Как только из-за поворота показалась дверь Службы Государственного Контроля, Грёффер метнул в нее торпеду. Загрохотало, засверкало, и вот уже на месте двери неровная дыра в стене. Неужели торпеда может устроить такие разрушения? Нет. Тогда… Ах да! Торпеда просто активировала многочисленные ловушки, навешанные на дверь. Вот теперь я узнаю почерк архимага!

В приемной висело густое облако пыли.

— Что вы себе позволяете!? Пчхи!! Стоять! Я применю каст! — Раздался голос, видимо, секретаря.

В пылевом облаке скрылся еще один синий шарик магторпеды.

— Ай! Больно же! Кто там такой смелый? На рудники захотел? — В последней фразе скрывать истерический ужас секретарь уже не мог.

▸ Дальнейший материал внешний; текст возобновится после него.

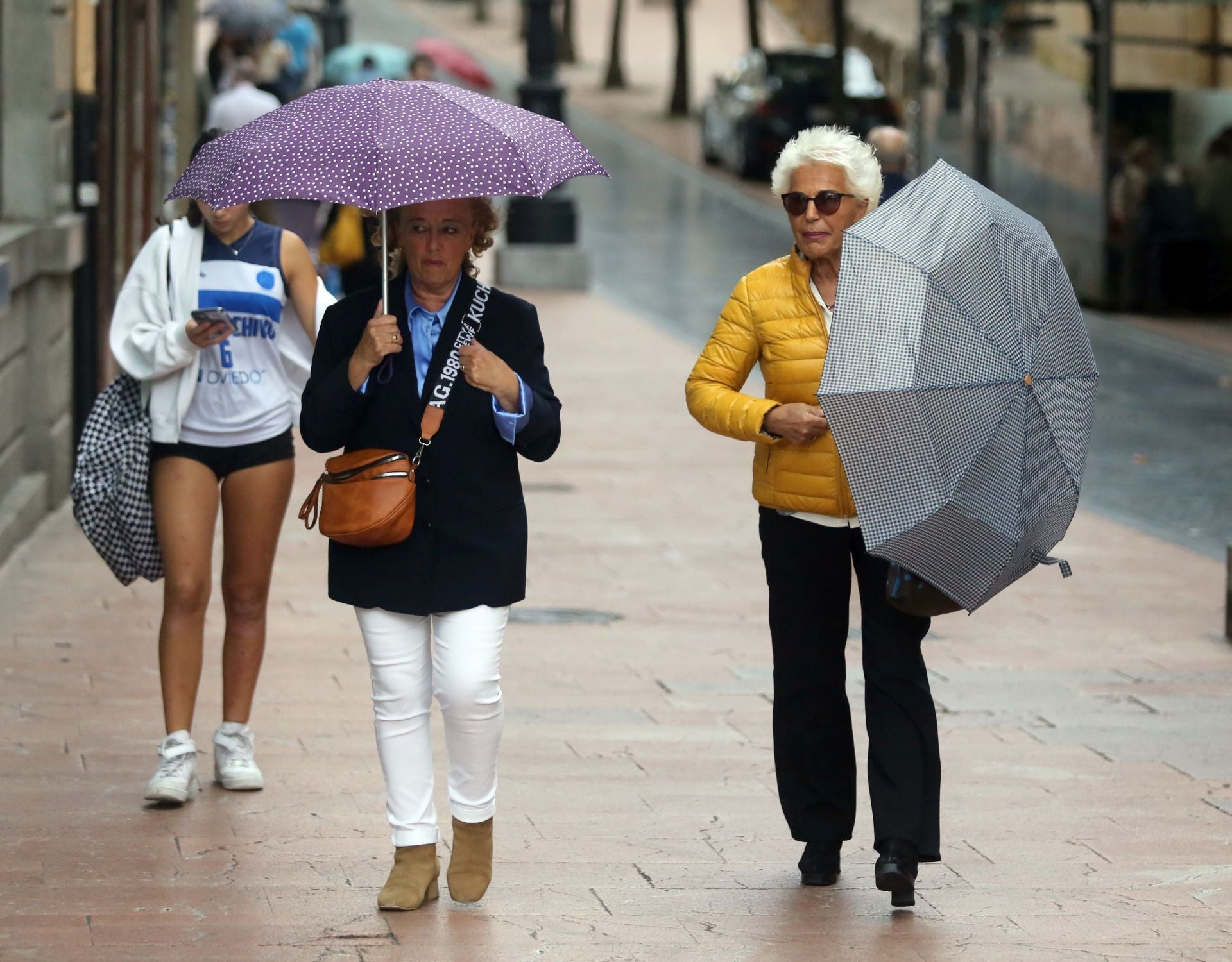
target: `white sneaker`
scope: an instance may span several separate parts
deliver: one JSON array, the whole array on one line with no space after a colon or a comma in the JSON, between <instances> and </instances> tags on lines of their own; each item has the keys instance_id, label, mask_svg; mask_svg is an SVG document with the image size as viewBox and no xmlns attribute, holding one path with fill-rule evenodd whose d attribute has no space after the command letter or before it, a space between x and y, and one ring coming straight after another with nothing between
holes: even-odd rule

Грёффер повел посохом, и пыль стала очень быстро оседать на всех поверхностях (за исключением самого ректора, разумеется). Я закрыл лицо ладонями, а когда открыл, то смог рассмотреть приемную ГосКона.

У входа лежала груда щепок и щебня — остатки двери, стены и столов со стульями, которым не повезло стоять рядом с взбесившейся дверью. Рядом с разбитым окном за своим столом сидел секретарь — здоровый детина, похожий, от осевшей пыли, на каменного голема. Он баюкал на груди левую руку и бросал на нас затравленные взгляды. Все вокруг было равномерно серым и напоминало памятник в камне "Последний день ГосКона".

— Вы? — Теперь секретарь выглядел еще и удивленным. — Гражданин ректор…

— Вы оговорились, ГОСПОДИН ректор! — рявкнул Грёффер.

— Господин ректор, я буду вынужден доложить господину Настерги о вашем…

— А зачем я по-твоему сюда пришел? Докладывай уже!

Секретарь кинулся к двери, а я шепнул на ухо Грёфферу:

— Извините, но не слишком ли резко? Даже архимага на рудники можно послать при желании.

— Об этом я помню. Но более удобного случая припереть ГосКон к стенке у меня не будет.

Секретарь тем временем открыл дверь кабинета своего директора, заглянул туда и отпрянул, вскрикнув. Грёффер, а за ним и мы вошли в святая святых Службы Контроля.

Нас встретили перевернутые стулья и полки. По столу были разлиты чернила, а на полу под окном валялись разбитые цветочные горшки. В дальний угол забился сам Настерги собственной персоной. Он сидел на корточках, держа перед собой обгрызенную книгу, смотрел на нас остекленевшими глазами и, кажется, принюхивался. Ради этого я сюда и пошел. Чтобы увидеть ужасного главу ГосКона в таком "забавном" виде. Но забавно мне не было. Мне было противно, неуютно и, наверно, страшно, что ли. В общем, я испытывал ту богатую гамму чувств, какую вызывают душевнобольные люди.

Грёффер ссадил с себя крысу и указал на нее посохом. Пахнуло озоном. Крысу объяло клубящееся сияние густого сиреневого цвета. Сияющее нечто увеличилось в размерах и вот уже перед нами стояло два ректора. Настоящий Грёффер сделал неуловимое движение и его копия с сухим хлопком исчезла. У меня зашумело в ушах и поплыло перед глазами. Нельзя рядом со Взломщиками такие сложные магические системы одним махом уничтожать!

Взгляд Настерги стал осмысленным. Он аккуратно отложил книгу, встал на четвереньки и его вырвало жеваной бумагой. Потом он прокашлялся, встал, отряхнул свою серую мантию и прошелестел сиплым, злым голосом:

— Все, Грёффер, ты доигрался. Теперь никакие регалии не спасут тебя от казни. Ты оскорбил, нет. Ты покусился в моем лице на власть Великого Канцлера. И он тебе этого не простит.